Holly smirked. “Gotcha.”
“When I get stuck, I find a new look,” said Holly. “I take my sketchbook to Whetstone Creek when I want to capture the movement of water. I sit in the square downtown when I need faces or hands.”
“Write from life,” said Ruben. “So I should find a beekeeper?”
“Start smaller. Start now. You got your notebook?”
Holly took a deep breath. “Falling leaves scrape the pavement. They gather. They dance. They scatter by and swirl and settle as one car to the next pulls in, pulls out.” She turned to Ruben, smiled. “How’s that for meditative?”
Ruben put his big arm around his friend’s shoulder. “You writing this or am I?”
“I can’t do everything for you, pal.”
The two sat in silence together. Ruben sketched the parking lot in words. After a time, Holly scrounged paper and pencils from her bag and sketched something else. Buses came and went. The afternoon sun sank into the evening.
Ruben closed his notebook. Holly handed him a sheet of paper.
“What’s this?” he said.
“A sketch,” said Holly.
“A sketch of a skep,” Ruben said. “I’ve always wondered what those baskets were.”
“My aunt makes them.”
“Does she keep bees too?”
“No,” said Holly. She nodded at the sketch. “I think the beekeeper doesn’t keep bees either. She makes hives alright, but…”
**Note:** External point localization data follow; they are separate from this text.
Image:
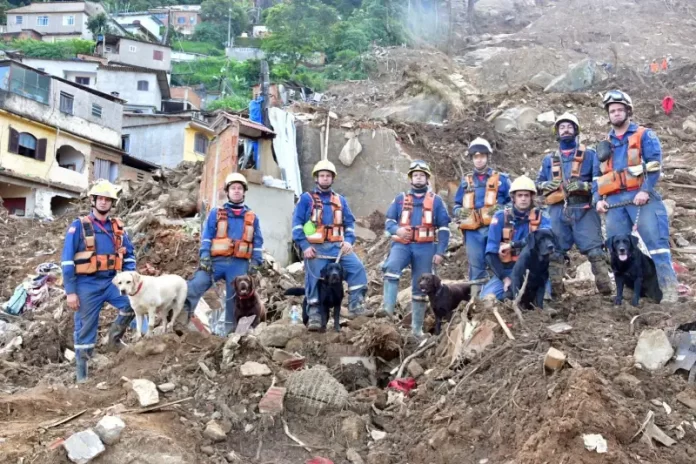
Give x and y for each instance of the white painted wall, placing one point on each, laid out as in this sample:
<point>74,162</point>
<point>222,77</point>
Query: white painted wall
<point>274,209</point>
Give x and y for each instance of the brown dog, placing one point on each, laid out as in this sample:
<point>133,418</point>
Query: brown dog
<point>246,301</point>
<point>444,298</point>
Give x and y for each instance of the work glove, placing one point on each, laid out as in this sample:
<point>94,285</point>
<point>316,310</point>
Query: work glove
<point>206,264</point>
<point>578,186</point>
<point>494,209</point>
<point>550,186</point>
<point>463,213</point>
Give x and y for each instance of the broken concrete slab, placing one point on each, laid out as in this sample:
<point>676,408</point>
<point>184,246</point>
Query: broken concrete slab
<point>350,151</point>
<point>254,369</point>
<point>653,350</point>
<point>109,429</point>
<point>272,401</point>
<point>83,446</point>
<point>146,391</point>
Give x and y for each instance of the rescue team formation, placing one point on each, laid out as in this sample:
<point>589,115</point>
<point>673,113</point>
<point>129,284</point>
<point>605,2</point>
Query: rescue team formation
<point>579,185</point>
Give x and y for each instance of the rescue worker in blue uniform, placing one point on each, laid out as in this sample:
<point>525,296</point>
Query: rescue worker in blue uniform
<point>508,232</point>
<point>481,194</point>
<point>418,224</point>
<point>626,187</point>
<point>231,245</point>
<point>96,248</point>
<point>324,227</point>
<point>566,181</point>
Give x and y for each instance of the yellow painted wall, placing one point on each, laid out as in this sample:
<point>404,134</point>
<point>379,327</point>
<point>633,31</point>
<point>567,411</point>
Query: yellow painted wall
<point>47,170</point>
<point>189,144</point>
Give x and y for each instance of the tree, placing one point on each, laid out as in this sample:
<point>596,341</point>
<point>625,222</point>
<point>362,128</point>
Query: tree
<point>99,25</point>
<point>299,29</point>
<point>217,12</point>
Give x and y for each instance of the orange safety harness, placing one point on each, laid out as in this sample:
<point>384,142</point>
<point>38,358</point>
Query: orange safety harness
<point>615,181</point>
<point>558,195</point>
<point>425,233</point>
<point>480,217</point>
<point>89,261</point>
<point>509,232</point>
<point>333,232</point>
<point>222,245</point>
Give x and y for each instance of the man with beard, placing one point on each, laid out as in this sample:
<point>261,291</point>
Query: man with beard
<point>565,179</point>
<point>626,187</point>
<point>507,235</point>
<point>324,228</point>
<point>418,224</point>
<point>96,248</point>
<point>231,245</point>
<point>481,194</point>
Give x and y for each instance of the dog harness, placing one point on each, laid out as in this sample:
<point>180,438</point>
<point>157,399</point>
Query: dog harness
<point>222,245</point>
<point>509,233</point>
<point>89,261</point>
<point>332,232</point>
<point>558,195</point>
<point>615,181</point>
<point>480,217</point>
<point>425,233</point>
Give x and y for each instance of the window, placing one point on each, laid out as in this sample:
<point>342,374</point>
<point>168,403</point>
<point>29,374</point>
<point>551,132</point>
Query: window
<point>66,103</point>
<point>27,145</point>
<point>30,84</point>
<point>201,144</point>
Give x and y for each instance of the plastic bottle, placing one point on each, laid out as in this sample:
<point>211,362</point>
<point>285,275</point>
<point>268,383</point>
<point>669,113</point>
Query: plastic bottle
<point>295,316</point>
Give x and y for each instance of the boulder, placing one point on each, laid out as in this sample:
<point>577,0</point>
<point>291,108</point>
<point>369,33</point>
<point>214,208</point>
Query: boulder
<point>109,429</point>
<point>83,446</point>
<point>278,335</point>
<point>350,151</point>
<point>516,119</point>
<point>146,391</point>
<point>653,350</point>
<point>579,76</point>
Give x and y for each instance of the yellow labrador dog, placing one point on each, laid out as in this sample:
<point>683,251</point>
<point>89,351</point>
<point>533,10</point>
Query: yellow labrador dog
<point>150,295</point>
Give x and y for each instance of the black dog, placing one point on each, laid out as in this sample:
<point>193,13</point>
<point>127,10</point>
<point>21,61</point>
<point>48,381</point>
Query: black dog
<point>443,298</point>
<point>535,257</point>
<point>330,295</point>
<point>632,267</point>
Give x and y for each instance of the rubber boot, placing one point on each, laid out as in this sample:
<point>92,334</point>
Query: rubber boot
<point>556,273</point>
<point>314,322</point>
<point>118,329</point>
<point>391,290</point>
<point>81,365</point>
<point>417,316</point>
<point>600,269</point>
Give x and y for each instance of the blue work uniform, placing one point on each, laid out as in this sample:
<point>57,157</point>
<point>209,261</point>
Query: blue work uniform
<point>418,255</point>
<point>93,290</point>
<point>520,224</point>
<point>653,224</point>
<point>475,240</point>
<point>327,252</point>
<point>224,267</point>
<point>577,222</point>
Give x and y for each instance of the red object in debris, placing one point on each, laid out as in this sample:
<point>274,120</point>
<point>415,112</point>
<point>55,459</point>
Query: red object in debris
<point>319,460</point>
<point>668,105</point>
<point>405,385</point>
<point>679,268</point>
Ruben held the sketch up to catch light from the streetlamp. “But does she want bees?”
“What do you think? She sketches them in.”
The last bus arrived at 8:01. The pair climbed aboard and stretched out in the back for the ride across town.
“She had them, once upon a time,” said Ruben.
“Oh?” said Holly.
“As a young woman. When she was married.”
“To a handsome young man. It all ended in tragedy. Divorced?”
Ruben thought a moment, then scrawled in the notebook. “Widowed.”
The bus squealed to a halt at the intersection of Temple and Martin. This was her stop. Holly stood, walked backwards toward the front, question by question, step by step.
“War?” said Holly.
“Cancer,” said Ruben.
“Medical research. Formaldehyde.”
Holly put her hand to her mouth to project her voice. “Set in the past then?”
“Hazy and distant,” called Ruben.
Holly waved goodbye and hopped to the curb. The bus pulled off.
“Hazy and distant,” Holly mumbled. A widow’s past, a student’s future.
On the way up the lobby steps, Holly went over the week’s work schedule in her head. Tuesday, seven to three. Wednesday, seven to three. Thursday, eight to four. Friday, off: contemplate quitting. Saturday, a double. Sunday, the brunch shift.